Step 1: Creation of Dataset

We can initialize any data set value in Python for plotting histograms. For instance, we will take the following dataset:

Data_Set = [1,5,10,15,20,25,30,35
           ,40,45,50,55,60,65,70,75,80,
           85,90,95,45,40,35,30,25,10,5,
           55,65,75,85,95,90,40,30,20,60,45,65, 20]

Step 2: Calculate the Number of Observation

The total number of observation found in the data set is “40”.

Step 3: Calculate the Range Number

To calculate the range of numbers, we need to subtract the maximum value of the data set from the minimum value.

Range = Maximum Value - Minimum Value
Range = 95 - 1
Range = 94

Step 4: Calculate the Number of Intervals

To calculate the number of intervals, we need to square root the value of the number of observations found in the data set such as the Number of Intervals is equals to 

√n = √40 = 6.32455532034 = 6

Step 5: Calculate the Width of Interval

To calculate the width of interval follow the following formula:

Width Value of intervals =  Range Number / (Number of intervals)
= 94/6 = 15.6666666667 = 15

Step 6: Find Interval of the Given Data Set

The final interval calculated after using the above observation is shown below:

(0-15), (16-31), (32-47), (48-63), (64-79), (80-95), (95-110)

From the above interval we use the starting value of each interval as the value of a bin.

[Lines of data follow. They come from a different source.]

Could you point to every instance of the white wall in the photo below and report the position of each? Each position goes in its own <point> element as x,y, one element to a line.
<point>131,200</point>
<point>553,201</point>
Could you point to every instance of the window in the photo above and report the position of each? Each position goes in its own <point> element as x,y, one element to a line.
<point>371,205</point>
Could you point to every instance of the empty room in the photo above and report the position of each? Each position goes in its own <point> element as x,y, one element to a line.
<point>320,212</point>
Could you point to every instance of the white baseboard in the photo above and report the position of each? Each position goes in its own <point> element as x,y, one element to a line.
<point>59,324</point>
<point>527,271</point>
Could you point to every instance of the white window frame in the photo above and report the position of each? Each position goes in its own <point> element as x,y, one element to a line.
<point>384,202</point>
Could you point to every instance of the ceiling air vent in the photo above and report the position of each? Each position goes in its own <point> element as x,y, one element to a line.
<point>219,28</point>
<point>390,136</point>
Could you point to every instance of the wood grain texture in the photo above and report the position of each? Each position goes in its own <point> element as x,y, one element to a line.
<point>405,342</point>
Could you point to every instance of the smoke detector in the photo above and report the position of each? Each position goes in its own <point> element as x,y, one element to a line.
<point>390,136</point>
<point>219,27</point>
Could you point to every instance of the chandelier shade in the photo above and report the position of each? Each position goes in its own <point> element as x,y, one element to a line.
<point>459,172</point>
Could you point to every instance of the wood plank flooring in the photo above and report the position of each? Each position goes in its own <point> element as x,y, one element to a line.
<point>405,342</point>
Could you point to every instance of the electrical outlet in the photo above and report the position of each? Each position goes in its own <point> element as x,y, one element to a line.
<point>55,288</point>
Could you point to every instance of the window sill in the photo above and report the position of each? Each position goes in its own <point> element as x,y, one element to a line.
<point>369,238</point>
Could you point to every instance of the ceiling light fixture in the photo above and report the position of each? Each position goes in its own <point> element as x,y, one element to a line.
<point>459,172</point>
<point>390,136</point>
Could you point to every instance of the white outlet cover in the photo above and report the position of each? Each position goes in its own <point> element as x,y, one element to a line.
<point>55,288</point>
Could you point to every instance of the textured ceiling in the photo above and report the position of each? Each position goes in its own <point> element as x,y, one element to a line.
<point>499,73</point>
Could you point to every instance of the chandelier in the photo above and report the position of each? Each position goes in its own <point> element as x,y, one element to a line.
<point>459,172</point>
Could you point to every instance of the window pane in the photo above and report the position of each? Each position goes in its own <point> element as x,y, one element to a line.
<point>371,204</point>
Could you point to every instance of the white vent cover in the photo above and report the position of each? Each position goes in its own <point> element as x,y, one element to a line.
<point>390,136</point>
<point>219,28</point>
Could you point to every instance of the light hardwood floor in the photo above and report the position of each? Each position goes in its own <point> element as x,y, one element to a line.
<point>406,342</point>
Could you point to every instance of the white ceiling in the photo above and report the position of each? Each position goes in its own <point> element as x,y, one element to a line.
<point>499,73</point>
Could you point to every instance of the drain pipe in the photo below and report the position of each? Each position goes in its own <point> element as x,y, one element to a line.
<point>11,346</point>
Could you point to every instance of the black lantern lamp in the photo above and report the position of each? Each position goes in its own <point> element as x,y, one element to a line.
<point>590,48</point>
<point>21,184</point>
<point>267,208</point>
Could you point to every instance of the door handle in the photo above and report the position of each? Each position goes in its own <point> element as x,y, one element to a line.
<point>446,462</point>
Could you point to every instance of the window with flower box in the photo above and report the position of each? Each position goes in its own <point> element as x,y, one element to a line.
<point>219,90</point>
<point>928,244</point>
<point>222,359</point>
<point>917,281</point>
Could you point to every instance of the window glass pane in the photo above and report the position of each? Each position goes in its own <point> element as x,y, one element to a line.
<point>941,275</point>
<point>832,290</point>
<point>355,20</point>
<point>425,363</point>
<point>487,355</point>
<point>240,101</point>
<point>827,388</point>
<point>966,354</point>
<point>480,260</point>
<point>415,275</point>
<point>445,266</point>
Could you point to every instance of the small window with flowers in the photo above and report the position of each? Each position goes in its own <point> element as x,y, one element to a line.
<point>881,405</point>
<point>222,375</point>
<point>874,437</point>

For example, the value of the bin used to plot the histogram is:

bins = [0, 16, 32, 48, 64, 80, 95]

Step 7: Use the Calculated Bin Value in Python

In the code given below the “plt.hist()” function is used to create the histogram of the calculated bin of the given data set:

Code:

import matplotlib.pyplot as plt
Data_Set = [1,5,10,15,20,25,30,35
          ,40,45,50,55,60,65,70,75,80,
          85,90,95,45,40,35,30,25,10,5,
          55,65,75,85,95,90,40,30,20,60,45,65, 20]
plt.hist(Data_Set, bins= [0, 16, 32, 48, 64, 80, 95])
plt.show()

In the above code, the calculated bin value is given as a parameter in the “plt.hist()” function.

Output:

The above output shows the histogram of the given “data_Set” value.

Conclusion

To plot the histogram, the “plt.hist()” function is used in Python. It can be modified using the “plt.hist()” attributes and the “plt.style.use()” function. The default bin value is “10 ”, and we can also calculate the value of the bin using various formulas. The histogram modification, such as labeling the title or axis, styling the graph, etc., is done using various functions of matplotlib. The tutorial delivered a complete guide on plotting a histogram using the Python matplotlib module.